We, their descendants – those of us who are not historians seduced by the pleasures of research and can therefore review events with unclouded common sense – find ourselves faced with an incalculable multiplicity of causes. The more deeply we go into the causes, the more of them there are, and each individual cause, or group of causes, seems as justifiable as all the rest, and as false as all the rest in its worthlessness compared with the enormity of the actual events, and its further worthlessness (unless you combine it with all the other associated causes) in validating the events that followed. For instance, Napoleon’s refusal to withdraw his troops beyond the Vistula and restore the Duchy of Oldenburg seems to us no more valid as a cause than the willingness or unwillingness of any old French corporal to serve a second term, for had he refused to serve, and a second and a third and a thousand corporals and soldiers along with him, Napoleon’s army would have been reduced by that number and there could have been no war.

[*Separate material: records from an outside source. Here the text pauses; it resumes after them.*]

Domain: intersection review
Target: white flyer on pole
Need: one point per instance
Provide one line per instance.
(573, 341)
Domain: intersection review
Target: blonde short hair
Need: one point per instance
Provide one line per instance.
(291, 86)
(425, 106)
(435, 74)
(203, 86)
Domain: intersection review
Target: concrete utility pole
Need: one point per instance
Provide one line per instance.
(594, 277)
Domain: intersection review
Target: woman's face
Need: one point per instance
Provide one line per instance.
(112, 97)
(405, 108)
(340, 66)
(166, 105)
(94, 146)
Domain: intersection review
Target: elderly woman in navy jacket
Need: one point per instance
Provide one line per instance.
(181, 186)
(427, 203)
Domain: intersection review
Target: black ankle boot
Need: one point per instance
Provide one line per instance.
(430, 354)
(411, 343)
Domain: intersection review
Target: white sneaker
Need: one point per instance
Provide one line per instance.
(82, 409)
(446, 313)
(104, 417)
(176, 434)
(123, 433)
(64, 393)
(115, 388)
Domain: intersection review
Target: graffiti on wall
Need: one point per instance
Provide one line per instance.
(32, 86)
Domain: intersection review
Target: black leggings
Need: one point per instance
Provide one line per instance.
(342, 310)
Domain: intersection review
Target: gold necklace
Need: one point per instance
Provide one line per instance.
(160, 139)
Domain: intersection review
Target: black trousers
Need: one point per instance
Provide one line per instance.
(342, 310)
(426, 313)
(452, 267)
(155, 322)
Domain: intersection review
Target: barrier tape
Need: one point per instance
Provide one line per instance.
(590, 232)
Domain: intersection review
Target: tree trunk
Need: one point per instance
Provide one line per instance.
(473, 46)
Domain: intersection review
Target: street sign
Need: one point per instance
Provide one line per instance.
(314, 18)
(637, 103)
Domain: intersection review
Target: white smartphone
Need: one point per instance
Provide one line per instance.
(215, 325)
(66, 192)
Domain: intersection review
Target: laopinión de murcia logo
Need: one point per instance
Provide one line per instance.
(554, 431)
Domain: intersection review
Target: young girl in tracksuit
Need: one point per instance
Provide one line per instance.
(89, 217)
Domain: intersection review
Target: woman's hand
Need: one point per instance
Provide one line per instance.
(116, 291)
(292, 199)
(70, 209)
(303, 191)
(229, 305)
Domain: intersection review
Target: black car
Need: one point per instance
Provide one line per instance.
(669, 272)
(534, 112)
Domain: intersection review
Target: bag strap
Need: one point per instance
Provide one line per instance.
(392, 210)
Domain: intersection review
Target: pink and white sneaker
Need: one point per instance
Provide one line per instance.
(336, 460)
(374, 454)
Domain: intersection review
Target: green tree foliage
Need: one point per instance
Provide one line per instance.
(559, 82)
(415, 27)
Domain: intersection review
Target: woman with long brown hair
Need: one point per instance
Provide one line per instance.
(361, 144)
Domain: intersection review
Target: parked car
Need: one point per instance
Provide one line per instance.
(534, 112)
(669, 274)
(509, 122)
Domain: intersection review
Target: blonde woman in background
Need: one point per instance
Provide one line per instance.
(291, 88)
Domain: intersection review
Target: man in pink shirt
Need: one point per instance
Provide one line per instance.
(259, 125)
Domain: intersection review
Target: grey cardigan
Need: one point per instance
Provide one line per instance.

If Napoleon had not taken umbrage at the demand for him to withdraw beyond the Vistula and had not given the order to advance, there would have been no war. But if every last sergeant had refused to go back into the army there could have been no war either. And war would also have been impossible if there had been no deviousness from England, no Duke of Oldenburg, no offence taken by Alexander, no autocracy in Russia, no French Revolution with its consequent dictatorship and empire, nor any of those things that led up to the French Revolution, and so on and so forth. If any one of these causes had been missing, nothing could have happened. It follows therefore that all of these causes, billions of them, came together to bring about subsequent events, and these events had no single cause, being bound to happen simply because they were bound to happen. Millions of men, abandoning all human feelings and common sense, were bound to march from west to east and slay their fellows, just as a few centuries ago hordes of men had marched from east to west, slaying their fellows.

The actions of Napoleon and Alexander, whose word seems to have dictated whether anything should or should not happen, were no more self-determined than the actions of any common soldier drafted in by lot or conscription. This has to be so, for one good reason: in order for the will of Napoleon or Alexander (who appear to have dictated events) to prevail, it would have been necessary for a countless number of disparate circumstances to coincide, and without any one of them those events could never have occurred. It was necessary for those millions of men who wielded the real power – soldiers shooting or bringing up supplies and guns – to do what they were told by one or two feeble individuals, and to have been brought to this point by an infinite number of complex and disparate causes.

Historical fatalism is the only possible explanation of irrational phenomena like these (phenomena with a rationale beyond our comprehension). The more we try to explain away such phenomena in rational terms, the more irrational and incomprehensible they become for us.

Each man lives for himself, using his freedom to get what he wants, and he feels with every fibre of his being that at any particular time he is free to perform an action or refrain from doing so, but the moment any action is taken it becomes an irrevocable piece of history, with a significance which has more to do with predetermination than freedom.

There are two sides to life for every individual: a personal life, in which his freedom exists in proportion to the abstract nature of his interests, and an elemental life within the swarm of humanity, in which a man inevitably follows laws laid down for him.

Although on a conscious level a man lives for himself, he is actually being used as an unconscious instrument for the attainment of humanity’s historical aims. A deed once done becomes irrevocable, and any action comes together over time with millions of actions performed by other people to create historical significance. The higher a man stands on the social scale, the more contact he has with other men and the greater his impact on them, the more obvious are the inevitability and the element of predestination involved in everything he does.

‘The hearts of kings are in the hands of God.’

Kings are the slaves of history.

History – the amorphous, unconscious life within the swarm of humanity – exploits every minute in the lives of kings as an instrument for the attainment of its own ends.